Jewish World Review March 14, 2003 / 10 Adar II 5763
Powell's battle for Bush's ear
Is Colin Powell getting set up to be the fall guy if the Bush administration's diplomacy fails? Those grinding sounds that you hear in the background are the long knives being sharpened.
"Powell's Credibility Rides on U.N. Vote" shouts a headline over an analysis piece in last Sunday's Los Angeles Times.
"'Good Soldier' Powell Killing His Credibility," raid a recent column headline in the Atlanta Journal-Constitution.
Alas, the secretary of state is getting hammered by the hawks who've been itching all along to topple Saddam Hussein and "finish the job" the first Persian Gulf war started. They can hardly wait to see Powell's diplomacy fall on its face.
Meanwhile, critics on the dove side wish Powell simply had resigned rather than lend his forceful voice to President Bush's arguments for war after Saddam dragged his heels in complying with weapons inspectors.
Both extremes underestimate a larger, more important point: The buck stops on the president's desk, not that of the secretary of state.
No matter how this Iraq confrontation comes out, Powell is well-positioned to be remembered for his efforts to seek UN support before going to war. That's not a bad place for him to be. It also matches what most Americans tell pollsters they want.
Besides, compared to the true hawks who have captured Bush's ear on national security, Powell sounds like a peacenik.
Among the most significant is the mostly conservative group of Washington powerhouses who came together as the Project for the New American Century (www.newamericancentury.org) in 1997.
Chaired by William Kristol, founding editor of Rupert Murdoch's The Weekly Standard, the group tried to influence the Clinton administration through letters, position papers and newspaper opinion pieces. The Project's goal? Essentially, the reorganization of the planet, beginning with the toppling of Saddam and the protecting of "vital American interests" in the Persian Gulf, which, unless I'm mistaken, sounds like a fancy term for "oil."
The Project's 40 letter signers had limited impact on Team Clinton. But, after our regime change in 2000, ten of them became key members of Team Bush, beginning with Vice President Cheney, Defense Secretary Donald Rumsfeld and Rumsfeld's Deputy Secretary, Paul Wolfowitz. Other signers have promoted the topple-Saddam message at the sub-Cabinet level.
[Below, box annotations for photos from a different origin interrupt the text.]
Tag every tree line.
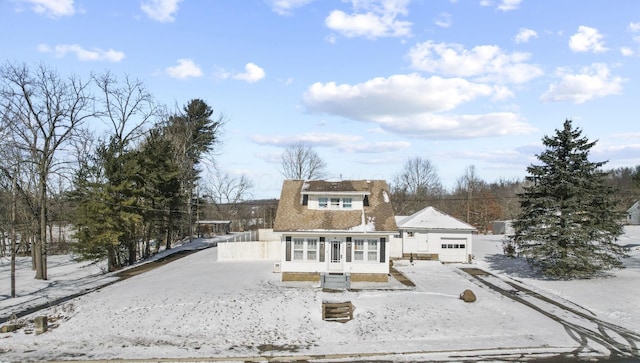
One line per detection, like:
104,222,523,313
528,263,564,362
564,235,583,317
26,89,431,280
280,143,640,233
0,62,640,288
0,62,225,290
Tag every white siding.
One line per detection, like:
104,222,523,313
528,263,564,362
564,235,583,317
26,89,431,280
307,194,364,210
402,231,473,262
280,234,392,274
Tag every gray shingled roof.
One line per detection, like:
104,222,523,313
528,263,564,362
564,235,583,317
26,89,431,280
396,207,476,231
273,180,398,232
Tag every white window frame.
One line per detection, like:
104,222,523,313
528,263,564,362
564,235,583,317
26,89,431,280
305,238,320,262
352,238,381,263
293,238,305,261
293,237,320,262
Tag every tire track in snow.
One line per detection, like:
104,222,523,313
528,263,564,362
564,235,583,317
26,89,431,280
461,268,640,358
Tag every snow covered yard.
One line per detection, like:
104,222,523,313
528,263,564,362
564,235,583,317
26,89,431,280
0,228,640,362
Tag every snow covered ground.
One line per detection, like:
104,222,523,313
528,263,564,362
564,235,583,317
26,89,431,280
0,227,640,362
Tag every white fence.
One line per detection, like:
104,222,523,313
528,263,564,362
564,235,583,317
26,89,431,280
218,241,282,261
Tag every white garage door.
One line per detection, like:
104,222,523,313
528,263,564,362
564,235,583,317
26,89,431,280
439,238,467,262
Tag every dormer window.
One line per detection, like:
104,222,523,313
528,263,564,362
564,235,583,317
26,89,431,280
318,197,353,209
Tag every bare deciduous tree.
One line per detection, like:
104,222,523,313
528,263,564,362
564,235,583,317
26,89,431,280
280,142,327,180
391,156,443,215
0,63,95,280
93,72,162,148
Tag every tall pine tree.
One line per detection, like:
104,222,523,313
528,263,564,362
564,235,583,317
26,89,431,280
513,120,625,279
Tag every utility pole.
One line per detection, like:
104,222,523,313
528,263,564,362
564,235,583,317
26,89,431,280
11,167,18,297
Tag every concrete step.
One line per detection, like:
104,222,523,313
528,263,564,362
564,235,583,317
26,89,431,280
320,274,351,290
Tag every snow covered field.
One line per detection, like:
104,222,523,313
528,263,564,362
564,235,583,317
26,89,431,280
0,227,640,362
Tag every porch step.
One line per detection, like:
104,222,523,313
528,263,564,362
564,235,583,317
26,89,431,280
320,273,351,290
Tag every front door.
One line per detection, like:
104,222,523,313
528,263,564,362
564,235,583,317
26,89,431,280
329,240,342,271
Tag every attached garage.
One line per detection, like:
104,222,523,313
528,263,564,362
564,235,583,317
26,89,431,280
394,207,476,262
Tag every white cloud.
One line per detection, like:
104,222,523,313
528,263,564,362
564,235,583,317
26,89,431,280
38,44,125,62
251,133,411,154
251,133,362,146
408,41,543,83
19,0,76,18
165,58,202,79
269,0,315,15
340,141,411,154
372,112,534,139
325,0,412,39
140,0,182,23
541,63,626,104
515,28,538,43
480,0,522,11
304,74,493,121
231,63,265,83
620,47,635,57
434,13,453,28
498,0,522,11
569,25,607,53
304,74,532,139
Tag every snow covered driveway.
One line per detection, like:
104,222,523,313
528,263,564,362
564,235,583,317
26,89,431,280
0,229,638,362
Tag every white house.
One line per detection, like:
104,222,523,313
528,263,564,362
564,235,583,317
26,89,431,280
627,201,640,224
396,207,476,262
273,180,398,282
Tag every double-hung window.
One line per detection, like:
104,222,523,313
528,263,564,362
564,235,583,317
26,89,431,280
367,239,378,261
353,238,380,262
293,238,304,261
353,239,364,261
307,238,318,261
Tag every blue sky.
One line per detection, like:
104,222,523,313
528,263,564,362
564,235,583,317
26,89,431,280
0,0,640,198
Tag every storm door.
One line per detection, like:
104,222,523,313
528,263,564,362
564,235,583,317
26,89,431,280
329,240,342,271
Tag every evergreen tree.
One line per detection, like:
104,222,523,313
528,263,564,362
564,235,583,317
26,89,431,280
513,120,625,279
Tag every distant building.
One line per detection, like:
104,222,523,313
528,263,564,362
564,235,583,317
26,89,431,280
273,180,398,282
491,220,515,236
627,201,640,225
394,207,476,262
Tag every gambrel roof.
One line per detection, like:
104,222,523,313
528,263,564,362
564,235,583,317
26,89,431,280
273,180,398,232
397,207,476,231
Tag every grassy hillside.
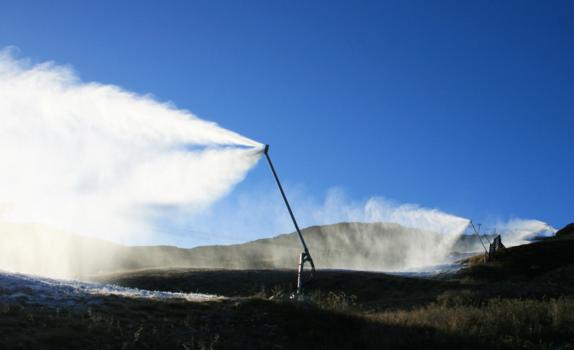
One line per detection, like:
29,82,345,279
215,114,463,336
0,223,574,349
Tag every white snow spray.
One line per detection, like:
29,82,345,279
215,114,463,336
0,49,262,278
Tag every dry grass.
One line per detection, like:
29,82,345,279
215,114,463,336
370,297,574,349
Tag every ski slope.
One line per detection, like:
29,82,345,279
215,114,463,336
0,271,223,307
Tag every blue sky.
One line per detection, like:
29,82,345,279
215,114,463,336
0,0,574,242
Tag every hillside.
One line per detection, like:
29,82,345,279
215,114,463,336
0,223,477,277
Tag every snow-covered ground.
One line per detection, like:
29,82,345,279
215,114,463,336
0,271,222,306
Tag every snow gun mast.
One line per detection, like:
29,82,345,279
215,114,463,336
263,145,315,297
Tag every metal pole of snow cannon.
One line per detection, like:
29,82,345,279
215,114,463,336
263,145,315,295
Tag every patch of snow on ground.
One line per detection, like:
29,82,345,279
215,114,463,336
0,271,222,306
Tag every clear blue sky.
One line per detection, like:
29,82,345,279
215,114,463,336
0,0,574,238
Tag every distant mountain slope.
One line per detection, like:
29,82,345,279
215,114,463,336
0,223,482,277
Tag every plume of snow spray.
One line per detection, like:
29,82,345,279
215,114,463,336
0,50,261,240
0,50,261,276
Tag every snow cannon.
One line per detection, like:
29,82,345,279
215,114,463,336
263,145,315,299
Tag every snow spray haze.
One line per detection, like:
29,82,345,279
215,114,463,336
0,49,261,275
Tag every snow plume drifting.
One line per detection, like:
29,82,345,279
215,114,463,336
492,219,556,247
190,187,469,271
0,50,261,241
0,50,261,277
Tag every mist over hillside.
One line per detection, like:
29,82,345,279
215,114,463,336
0,223,492,277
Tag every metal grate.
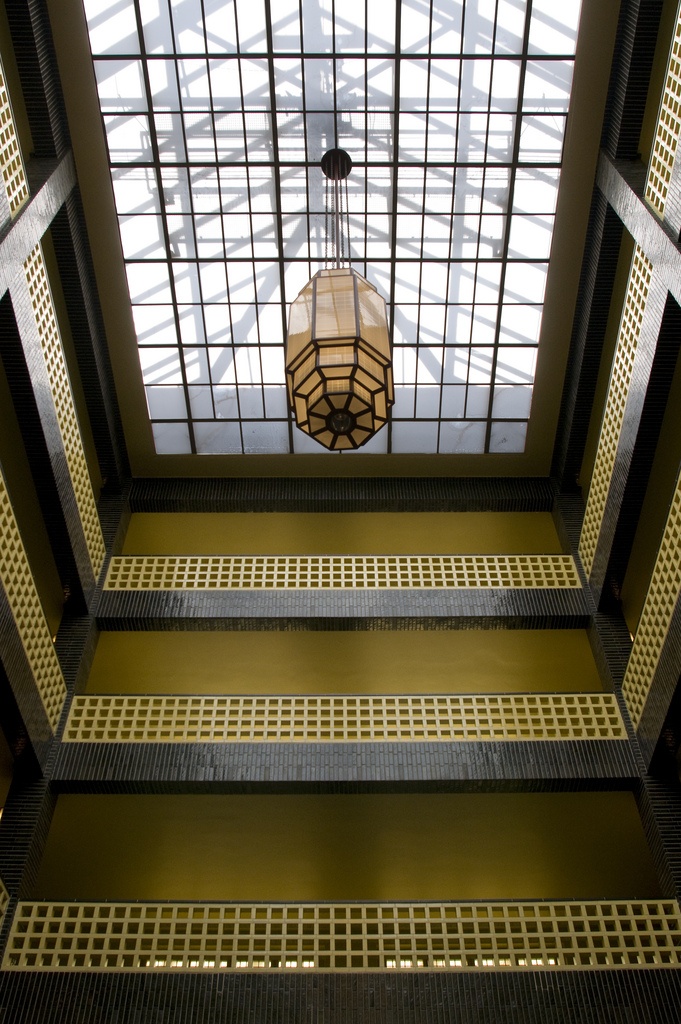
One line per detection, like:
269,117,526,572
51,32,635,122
645,8,681,217
0,471,67,729
63,693,627,743
24,243,105,578
580,246,652,575
622,475,681,726
104,555,581,590
0,65,29,217
2,900,681,972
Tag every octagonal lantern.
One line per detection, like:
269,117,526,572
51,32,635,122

"In recent years, a handful of conservative defense intellectuals have begun to argue that the United States is indeed acting in an imperialist fashion - and that it should embrace the role," reported a page-one Washington Post profile of the Project on Aug. 21, 2001. The story was headlined "Empire or Not? A Quiet Debate Over U.S. Role."
Three weeks later, the Sept. 11 terrorist attacks occurred. About 30 hours after the disaster, according to Bob Woodward's book "Bush at War," Rumsfeld asked Bush why the United States shouldn't act against Iraq, not just Al-Qaeda.
The administration has yet to tie Saddam to the Sept. 11 attacks, but politically it has not mattered. A recent New York Times-CBS News poll shows that 42 percent of those responding believe that Saddam had a hand in the Sept. 11 terrorist attacks anyway. With Bush repeatedly putting the Sept. 11 attacks and "Iraq" into the same sentences, it has not taken long for much of the country to link them without waiting for evidence.
So, when Bush recently expanded his goal from merely toppling Saddam to planting the seeds of democracy throughout the Persian Gulf region, he raised a lot of eyebrows. During his Oct. 11, 2000 debate with Vice President Al Gore, Bush said, "I don't think our troops ought to be used for what's called nation building."
But the empire-building notion that America is not only entitled but obligated to engineer regime change in Iraq as the first step to democratizing the world comes right out of Kristol's editorials and the Project's papers.
"I'm a little amused, but pleased and happy that the bus has become more crowded and . headed in the right direction," Kristol is quoted as telling The New York Times this week.
As I watch Kristol, with whom I have sparred on some TV talk shows, handle his new access to power, I'm reminded of Alden Pyle, the idealistic young CIA agent who arrives in the early 1950s to save Vietnam from communism in Graham Greene's "The Quiet American." As Thomas Fowler, the aging British journalist and narrator who befriends Pyle, observes wearily, "I never knew a man who had better motives for all the trouble he caused."
Indeed, the "best and the brightest" who had the ears of Presidents Kennedy and Johnson had the best of motives, too, as they slowly pushed the United States into the Vietnam quicksand.
Bush's newly stated goal of bringing democracy to the Persian Gulf sounds like a great one, too, but it also sounds about as achievable as the old goal of "winning the hearts and minds" of the Vietnamese people.
Washington's deep thinkers don't have to win the hearts and minds of the American people in order to succeed. They only have to win over the President.